Aklıma şu an şimdiki iktidarın, muhaliflerine davranış biçimi düştü., danışmanlar,. 'Eristik Diyalektik" liğimi okudular da apeletlilere felfesik söylemleri ezberlettiriyorlar 🙂

Meandshadows dedi ki;
Bu kitabı sevdiyseniz, ''Aristoteles ile Bir Karıncayiyen Washington'a Gider…'' (Daniel Klein/Thomas Cathcatt-Pegasus Yayınları) tam size göre bir kitap. Okumayan kalmamıştır ama yine de hatırlatayım. Felsefe öğretirken politikacıların hilelerini de açığa çıkaran, eğlenceli bir kitap. Okurken :''Hah, tam şu politikacı X !'' diyeceksiniz. Keyifli okumalar!

Önerinize bayıldım. O kadar hayata dair ki! Ne diyeyim, zamanlamanız yine harika!

Bilinç erişkinliği, an'a egemen olma, idrak.. bir de hareket eden her şeye saldıranlar…

Tarihin en uzun soluklu çok kişilik'siz yerseniz- komedisi. Evet, fakat ne 'Comico' ne de 'Commedia'.

dışarıdan alınan herşeyin bağımlılık yaptığı ve pahalı olduğu bilgisi.

felsefe iyidir.

Ya muhalifimiz çekingen ya da aptal değilse? bu durumda kim aptal?

Schopenhauer için, tartışma sanatının inceliklerinin yalnızlık sanatının getirisi hallerden olduğu sonucuna varan biri olarak, sadece kazanmak üzerine geliştirdiği hilelerin/acizliğinin başlangıcına gelelim;

İlkin, tartışma için gerekli olan malzemeler:

1 doz Schopenhauer
1 doz şanslı muhalif,
1 tane genişleme potansiyeline sahip teflon konu,
bir tutam da hile…

Tarifimize gelecek olursak, Schopenhauer'un tartışmaya rakibi tartma hamlesiyle başladığını ve ardından da çıkan sonuca göre kaynama noktası belirlediğini görmekteyiz.

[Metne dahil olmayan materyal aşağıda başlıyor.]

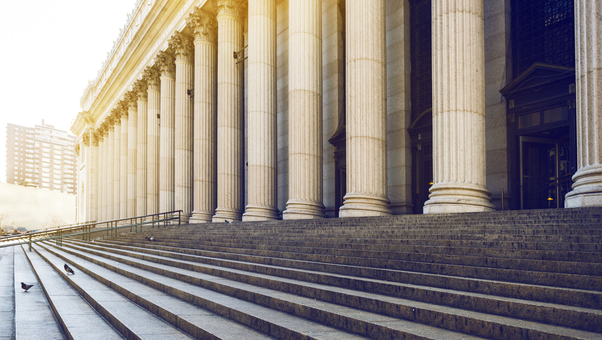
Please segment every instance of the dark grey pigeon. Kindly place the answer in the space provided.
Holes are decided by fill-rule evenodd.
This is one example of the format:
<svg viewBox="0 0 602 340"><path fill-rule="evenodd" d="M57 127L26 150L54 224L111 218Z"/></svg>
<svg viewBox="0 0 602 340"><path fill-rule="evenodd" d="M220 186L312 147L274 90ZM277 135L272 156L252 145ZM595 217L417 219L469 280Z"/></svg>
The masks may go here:
<svg viewBox="0 0 602 340"><path fill-rule="evenodd" d="M72 270L70 268L69 268L69 266L67 265L67 264L65 264L65 266L64 267L65 267L65 271L67 272L67 274L69 274L70 273L71 274L75 274L75 272L73 271L73 270Z"/></svg>

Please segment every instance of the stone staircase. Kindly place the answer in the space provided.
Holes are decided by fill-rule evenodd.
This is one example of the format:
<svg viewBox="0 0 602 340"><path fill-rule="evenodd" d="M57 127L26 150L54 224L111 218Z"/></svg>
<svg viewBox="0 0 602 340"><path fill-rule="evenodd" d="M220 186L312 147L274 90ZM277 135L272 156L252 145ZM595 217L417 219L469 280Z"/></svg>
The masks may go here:
<svg viewBox="0 0 602 340"><path fill-rule="evenodd" d="M0 340L602 339L602 208L144 228L0 249Z"/></svg>

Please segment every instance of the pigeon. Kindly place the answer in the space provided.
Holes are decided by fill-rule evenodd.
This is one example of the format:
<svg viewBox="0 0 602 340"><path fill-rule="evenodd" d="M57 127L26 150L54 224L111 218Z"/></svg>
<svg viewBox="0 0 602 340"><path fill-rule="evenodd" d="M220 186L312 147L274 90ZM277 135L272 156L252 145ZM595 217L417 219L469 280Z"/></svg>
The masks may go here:
<svg viewBox="0 0 602 340"><path fill-rule="evenodd" d="M69 266L67 265L67 264L65 264L64 267L65 267L65 271L67 272L67 274L69 274L69 273L70 273L71 274L75 274L75 272L73 271L73 270L69 268Z"/></svg>
<svg viewBox="0 0 602 340"><path fill-rule="evenodd" d="M25 289L26 292L27 291L27 289L31 288L33 286L34 286L33 285L26 285L23 282L21 282L21 288Z"/></svg>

Fakat rakip sıkı biri ise özetle de pişmiş aşına su katacak türden biri ise bu kez de haklı çıkma sanatının inceliklerini işlemeye başlar ki bu benim için acizliktir…

Burada dikkat çekici olan nokta tartışmalarda haklı çıkma zorunluluğun bulunması faciasıdır…

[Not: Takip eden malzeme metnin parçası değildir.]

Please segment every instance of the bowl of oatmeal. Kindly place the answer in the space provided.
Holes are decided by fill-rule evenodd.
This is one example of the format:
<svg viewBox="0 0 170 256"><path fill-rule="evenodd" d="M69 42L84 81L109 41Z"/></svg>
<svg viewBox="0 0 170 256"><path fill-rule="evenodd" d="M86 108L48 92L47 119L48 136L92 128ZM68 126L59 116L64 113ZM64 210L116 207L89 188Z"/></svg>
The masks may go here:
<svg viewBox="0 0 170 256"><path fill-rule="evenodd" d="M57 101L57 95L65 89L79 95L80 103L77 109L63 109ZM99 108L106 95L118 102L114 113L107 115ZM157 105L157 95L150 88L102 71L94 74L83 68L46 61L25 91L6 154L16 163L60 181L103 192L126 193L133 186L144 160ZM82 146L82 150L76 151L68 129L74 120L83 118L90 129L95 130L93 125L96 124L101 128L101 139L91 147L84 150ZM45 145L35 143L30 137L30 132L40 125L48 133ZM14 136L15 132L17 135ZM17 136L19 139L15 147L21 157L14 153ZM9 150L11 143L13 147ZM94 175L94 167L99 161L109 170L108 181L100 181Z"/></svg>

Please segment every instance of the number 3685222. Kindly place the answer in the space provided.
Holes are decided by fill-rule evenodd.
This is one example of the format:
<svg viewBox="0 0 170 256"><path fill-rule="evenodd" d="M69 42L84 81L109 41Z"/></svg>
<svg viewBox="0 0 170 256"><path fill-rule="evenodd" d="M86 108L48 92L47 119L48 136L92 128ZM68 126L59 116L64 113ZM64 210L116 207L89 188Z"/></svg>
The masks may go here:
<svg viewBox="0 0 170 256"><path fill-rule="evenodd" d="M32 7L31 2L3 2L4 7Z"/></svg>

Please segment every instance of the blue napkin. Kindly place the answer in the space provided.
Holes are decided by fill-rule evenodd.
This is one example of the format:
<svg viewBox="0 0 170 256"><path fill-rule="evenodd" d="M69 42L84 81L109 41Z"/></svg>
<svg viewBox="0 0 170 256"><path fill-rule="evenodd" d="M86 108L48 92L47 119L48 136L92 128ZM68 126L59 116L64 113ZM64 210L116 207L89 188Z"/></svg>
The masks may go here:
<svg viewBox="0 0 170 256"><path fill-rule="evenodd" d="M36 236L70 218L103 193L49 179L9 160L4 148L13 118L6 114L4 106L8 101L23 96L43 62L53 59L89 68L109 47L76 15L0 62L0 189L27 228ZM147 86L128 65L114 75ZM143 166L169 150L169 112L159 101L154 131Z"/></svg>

Tartışmaların sadece tatsız "tart" aşamasına dönüştüğü ve kalıp çıkarma aracı olmasından haz etmediğimi anlamışsınızdır…

Konfüçyüs Hoca Efendi (!) "Bende 1 yumurta var, sende 1 yumurta var. Ben sana 1 yumurta versem, sen bana bir yumurta versen, bende 1 yumurta sende 1 yumurta olur.Bende 1 bilgi var, sende 1 bilgi var. Ben sana 1 bilgi versem, sen bana 1bilgi versen, bende 2 bilgi, sende de 2 bilgi olur." derken, Schopenhauer kırarım senin yumurtanı demektedir.

Bu taktikleri bilmek tabii ki kötü değildir fakat umarım haklı çıkmak zorunda olmaz ve bu aciz taktiklere başvurmazsınız…

Bizleri haklı çıkmak mı yoksa yenilmek mi ikilemine sokmaya çalışanlara inat, daima bir üçüncü yol davasına sanık olma hevesiyle hareket ederek "sen de haklısın" diyebilip de toptancı bakmamak umuduyla…

"Bazı insanlarla yüzleşmek zordur, haksız çıkarsın, Çünkü onların galip gelecekleri ikinci bir yüzleri daha vardır" der, Shaw…

Aklımızdan geçmesine ve düşünmemize rağmen ifade edemediklerimizi cesaretle ve derli toplu bir şekilde ifade etmiş olan Schopenhauer'un düşünceleri günümüzü etkilemeye devam etmektedir.